IN THE COURT OF APPEALS OF IOWA

No. 18-1356 Filed April 17, 2019

IN THE INTEREST OF S.W., Minor Child,

K.P., Mother, Petitioner-Appellee,

E.W., Father, Respondent-Appellant. ________________________________________________________________

Appeal from the Iowa District Court for Madison County, Kevin Parker,

District Associate Judge.

The father appeals the termination of his parental rights for his child.

AFFIRMED.

Ronald W. Kepford, Winterset, for appellant.

Seth Harrington of Harrington Law LC, Urbandale, for appellee.

Breanna L. Young of Davis Brown Koehn Shors & Roberts P.C., Des

Moines, guardian ad litem for minor child.

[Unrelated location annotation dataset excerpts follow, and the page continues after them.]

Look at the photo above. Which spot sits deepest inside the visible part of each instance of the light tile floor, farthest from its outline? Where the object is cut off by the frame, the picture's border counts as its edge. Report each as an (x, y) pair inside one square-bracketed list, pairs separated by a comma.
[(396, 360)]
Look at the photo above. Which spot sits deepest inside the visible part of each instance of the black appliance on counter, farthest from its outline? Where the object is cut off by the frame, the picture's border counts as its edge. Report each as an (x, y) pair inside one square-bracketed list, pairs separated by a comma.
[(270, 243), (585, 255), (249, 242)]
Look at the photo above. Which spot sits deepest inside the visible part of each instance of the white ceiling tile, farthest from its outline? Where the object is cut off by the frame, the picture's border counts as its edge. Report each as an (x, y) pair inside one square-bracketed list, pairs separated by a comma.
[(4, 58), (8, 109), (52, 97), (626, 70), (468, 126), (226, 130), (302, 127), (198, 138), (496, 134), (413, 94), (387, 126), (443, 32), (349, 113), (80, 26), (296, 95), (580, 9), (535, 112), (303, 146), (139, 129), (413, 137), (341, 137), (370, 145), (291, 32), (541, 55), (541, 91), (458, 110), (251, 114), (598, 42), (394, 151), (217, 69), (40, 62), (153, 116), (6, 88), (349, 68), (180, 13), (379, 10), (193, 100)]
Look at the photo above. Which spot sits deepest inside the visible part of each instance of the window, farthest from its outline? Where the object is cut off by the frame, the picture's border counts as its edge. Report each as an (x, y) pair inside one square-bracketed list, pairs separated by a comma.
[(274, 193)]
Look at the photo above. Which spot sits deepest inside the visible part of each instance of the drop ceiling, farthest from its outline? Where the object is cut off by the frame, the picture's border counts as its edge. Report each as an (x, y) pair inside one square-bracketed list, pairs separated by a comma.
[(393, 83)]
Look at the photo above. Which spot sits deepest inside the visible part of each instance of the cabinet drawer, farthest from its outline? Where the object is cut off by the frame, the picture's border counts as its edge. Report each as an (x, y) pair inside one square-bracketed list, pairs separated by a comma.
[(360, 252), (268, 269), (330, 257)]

Considered by Vogel, C.J., Vaitheswaran, J., and Mahan, S.J.*

*Senior judge assigned by order pursuant to Iowa Code section 602.9206 (2019). 2

VOGEL, Chief Judge.

The father appeals the termination of his parental rights to his child. In July

2014, the father pled guilty to one count of sexual abuse in the third degree and

two counts of sexual exploitation of a minor. He was sentenced to three terms of

incarceration not to exceed ten years. Two of the terms were ordered to run

concurrently, while the third was ordered to run consecutively to the others.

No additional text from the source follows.